= Barney Ales =

American music industry executive (1934–2020)

Baldassare "Barney" Ales (May 13, 1934 – April 17, 2020) was an American music industry executive best known for his work at Motown, where he served as a sales and promotion executive and later as president. He played an important role in promoting Motown's recordings to the mainstream American music market during the company's rise in the 1960s and 1970s.

==Early life and career==

Ales was born in Detroit, Michigan, on May 13, 1934, the son of Silvestro Ales, a barber who had emigrated from Sicily, and his wife Evelyn. He attended Thomas M. Cooley High School and subsequently worked on an assembly line at a Dodge automobile plant.

In the mid-1950s, Ales entered the music business when he took a position at the Detroit office of Capitol Records, working in sales and promotion. He developed relationships with local record retailers and radio stations, experience that later became important to his work at Motown. In 1959 he joined Warner Bros. Records as manager of the company's Detroit branch.

==Motown==

Ales met Berry Gordy in 1960, and Gordy recruited him to join Motown as national sales and promotion manager. Ales helped establish the company's national sales and promotion operation as Motown expanded beyond Detroit and sought a wider audience for its recordings.

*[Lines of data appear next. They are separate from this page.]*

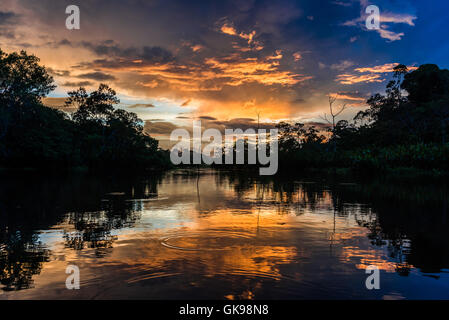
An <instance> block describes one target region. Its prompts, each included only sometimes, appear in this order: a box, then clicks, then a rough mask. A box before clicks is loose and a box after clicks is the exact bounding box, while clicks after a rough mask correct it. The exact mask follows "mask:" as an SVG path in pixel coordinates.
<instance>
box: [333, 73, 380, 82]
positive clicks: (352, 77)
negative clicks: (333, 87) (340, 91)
mask: <svg viewBox="0 0 449 320" xmlns="http://www.w3.org/2000/svg"><path fill="white" fill-rule="evenodd" d="M335 81H338V82H340V83H341V84H355V83H360V82H366V83H372V82H382V81H383V80H382V79H381V78H380V75H378V74H366V75H360V76H357V75H353V74H346V73H345V74H340V75H338V76H337V79H335Z"/></svg>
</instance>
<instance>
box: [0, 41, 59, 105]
mask: <svg viewBox="0 0 449 320" xmlns="http://www.w3.org/2000/svg"><path fill="white" fill-rule="evenodd" d="M39 61H40V60H39V58H37V57H36V56H34V55H28V54H27V53H26V52H25V51H21V52H20V53H17V52H13V53H10V54H8V53H5V52H3V51H2V50H1V49H0V103H1V104H2V105H4V106H8V107H10V106H13V105H16V106H17V105H25V104H36V103H40V102H41V99H42V98H43V97H45V96H46V95H48V94H49V93H50V92H51V91H53V90H54V89H55V88H56V86H55V85H54V83H53V78H52V77H51V76H50V75H49V74H48V73H47V70H46V69H45V67H43V66H41V65H39Z"/></svg>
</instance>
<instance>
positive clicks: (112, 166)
mask: <svg viewBox="0 0 449 320" xmlns="http://www.w3.org/2000/svg"><path fill="white" fill-rule="evenodd" d="M55 88H56V86H55V85H54V82H53V78H52V77H51V76H50V75H49V74H48V72H47V70H46V69H45V68H44V67H43V66H41V65H39V59H38V58H37V57H36V56H33V55H28V54H27V53H26V52H24V51H22V52H20V53H10V54H7V53H4V52H3V51H1V50H0V166H1V167H20V168H23V167H32V168H68V167H88V168H95V169H110V168H123V169H137V168H163V167H167V166H169V165H170V159H169V154H168V152H166V151H162V150H160V149H159V148H158V141H157V140H156V139H153V138H151V137H150V136H148V135H147V134H145V133H144V131H143V121H142V120H140V119H139V118H138V117H137V115H136V114H135V113H131V112H127V111H125V110H122V109H115V108H114V105H116V104H117V103H119V99H118V98H117V96H116V92H115V91H114V90H112V89H111V88H109V87H108V86H107V85H104V84H101V85H100V86H99V88H98V90H96V91H93V92H91V93H87V92H86V90H85V89H83V88H80V89H78V90H77V91H73V92H69V93H68V95H69V98H68V99H67V101H66V106H67V107H75V108H76V109H77V111H76V112H75V113H74V114H72V115H71V116H69V115H68V114H66V113H64V112H62V111H59V110H56V109H53V108H49V107H46V106H44V105H43V103H42V98H44V97H45V96H47V95H48V94H49V93H50V92H51V91H53V90H54V89H55Z"/></svg>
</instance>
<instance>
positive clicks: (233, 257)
mask: <svg viewBox="0 0 449 320" xmlns="http://www.w3.org/2000/svg"><path fill="white" fill-rule="evenodd" d="M448 201H449V200H448V189H447V188H446V187H444V186H439V185H435V184H427V185H415V184H411V183H407V184H403V185H397V184H387V183H382V182H375V181H371V182H369V183H368V182H365V183H362V182H355V181H351V180H341V179H340V180H338V181H332V180H323V179H319V178H307V179H298V178H296V179H291V180H285V179H282V180H280V179H277V180H272V179H267V180H261V179H259V178H258V177H248V176H245V175H242V174H229V173H228V174H226V173H219V172H215V171H211V170H202V171H201V173H200V175H199V176H197V173H196V171H172V172H169V173H166V174H163V175H160V176H153V177H143V176H140V177H130V176H128V177H126V178H117V177H115V178H112V177H108V178H98V177H97V178H93V177H89V176H86V175H75V176H64V177H62V176H60V177H52V178H49V177H47V178H43V177H42V176H39V175H37V174H31V173H30V174H24V173H21V174H8V175H5V174H2V176H1V181H0V299H47V298H56V299H59V298H64V299H71V298H76V299H81V298H82V299H105V298H123V299H416V298H424V299H427V298H432V299H449V274H448V272H449V232H448V231H449V221H448V220H449V218H448V212H447V211H448V210H447V208H448ZM68 265H76V266H78V267H79V269H80V273H81V274H80V279H81V288H80V290H67V289H66V286H65V280H66V277H67V274H66V273H65V271H66V267H67V266H68ZM369 265H375V266H377V267H378V268H379V269H380V290H367V288H366V286H365V280H366V278H367V276H368V275H367V274H366V273H365V268H366V267H367V266H369Z"/></svg>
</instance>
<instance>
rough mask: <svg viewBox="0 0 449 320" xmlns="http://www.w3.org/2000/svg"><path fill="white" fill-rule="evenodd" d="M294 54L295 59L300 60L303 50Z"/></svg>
mask: <svg viewBox="0 0 449 320" xmlns="http://www.w3.org/2000/svg"><path fill="white" fill-rule="evenodd" d="M292 56H293V59H294V60H295V61H299V60H301V59H302V55H301V52H295V53H293V55H292Z"/></svg>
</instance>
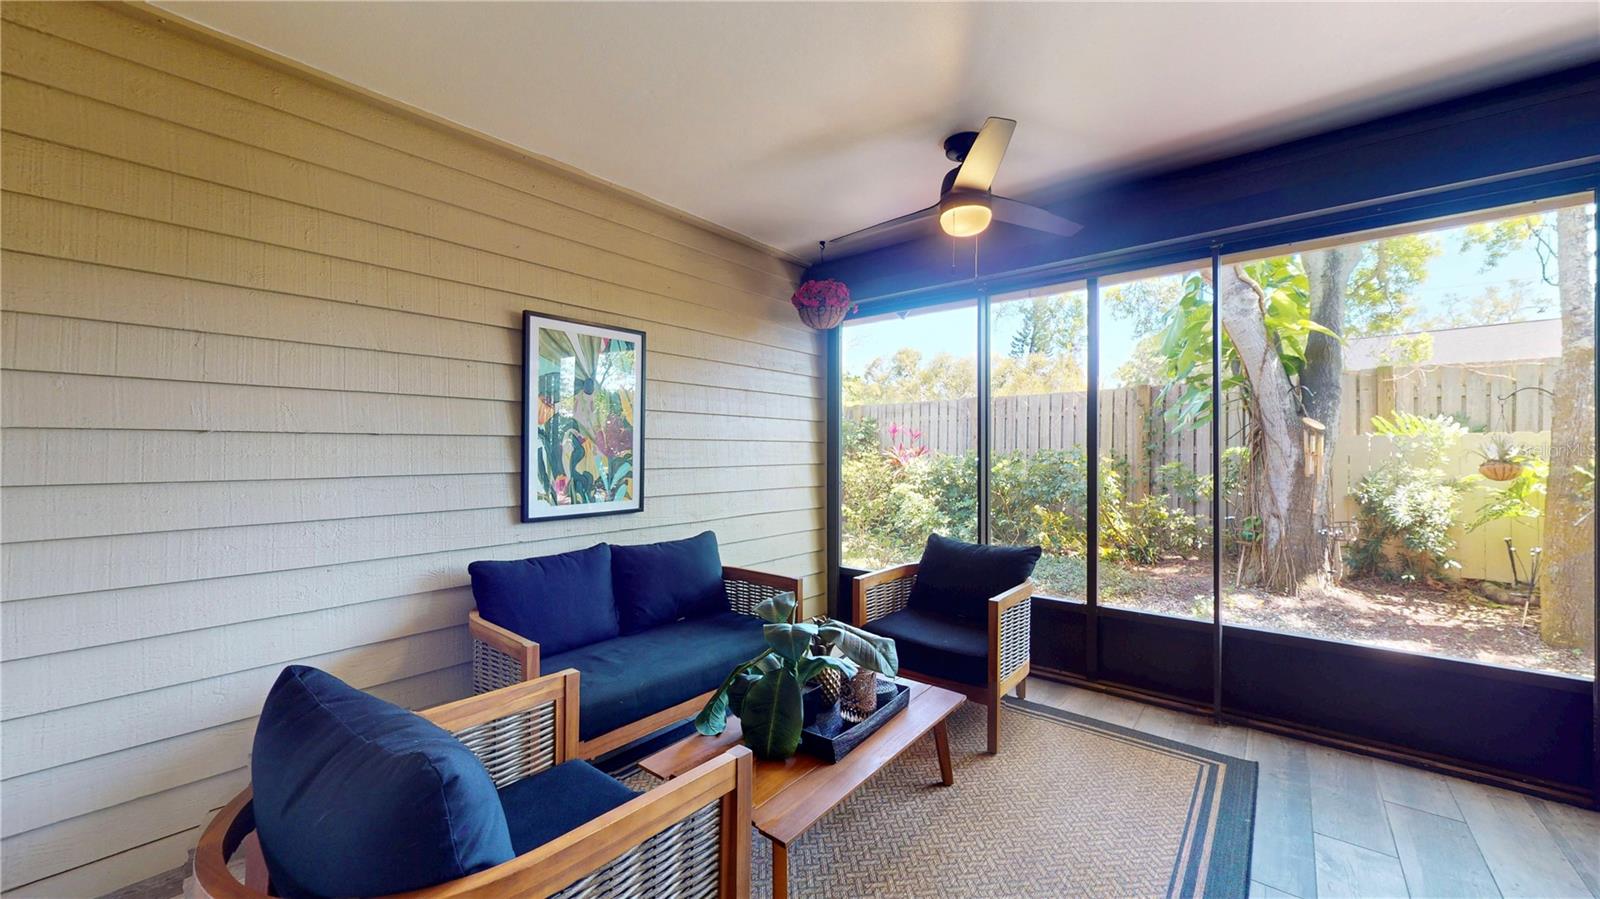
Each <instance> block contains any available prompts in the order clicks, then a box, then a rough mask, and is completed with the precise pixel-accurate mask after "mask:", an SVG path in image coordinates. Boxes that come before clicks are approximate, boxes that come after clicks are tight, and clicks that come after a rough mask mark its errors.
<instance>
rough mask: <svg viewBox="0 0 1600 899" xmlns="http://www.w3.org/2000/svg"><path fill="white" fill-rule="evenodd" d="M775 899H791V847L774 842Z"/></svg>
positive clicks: (777, 841) (773, 866) (773, 881)
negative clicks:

One of Ales's principal responsibilities was promoting Motown releases to record distributors, retailers, radio stations and programmers. His work helped the company's recordings reach audiences beyond the rhythm and blues market and contributed to Motown's success in the mainstream pop music market.

Motown was an unusual company in the American record industry of the period because it was a Black-owned business seeking to compete directly with larger, predominantly white-owned record companies. Ales later described the company's objective as being a general music company rather than an R&B or soul specialty label. Music historian and Motown chronicler Adam White noted that Ales's race also gave him access and influence among radio programmers and disc jockeys during an era in which race affected relationships within the music business.

Ales was also credited as a songwriter on several Motown recordings. His credits included "Once Upon a Time" and "What's the Matter with You Baby", both recorded by Marvin Gaye and Mary Wells.

==Later career==

When Gordy moved Motown's headquarters from Detroit to Los Angeles in 1972, Ales left the company and remained in Detroit. He subsequently established the record label Prodigal. The venture was unsuccessful, and Ales returned to Motown in 1975.

After returning to Motown, Ales became executive vice president and subsequently served as president of the company. He left Motown again in 1979.

After his second departure from Motown, Ales worked with a number of record companies and music-industry figures. His later associations included Elton John's Rocket Records, Bob Guccione's Penthouse label, Norman Granz's Pablo Records, and George Clinton's company AEM.

==Death==

Ales died on April 17, 2020, at the age of 85.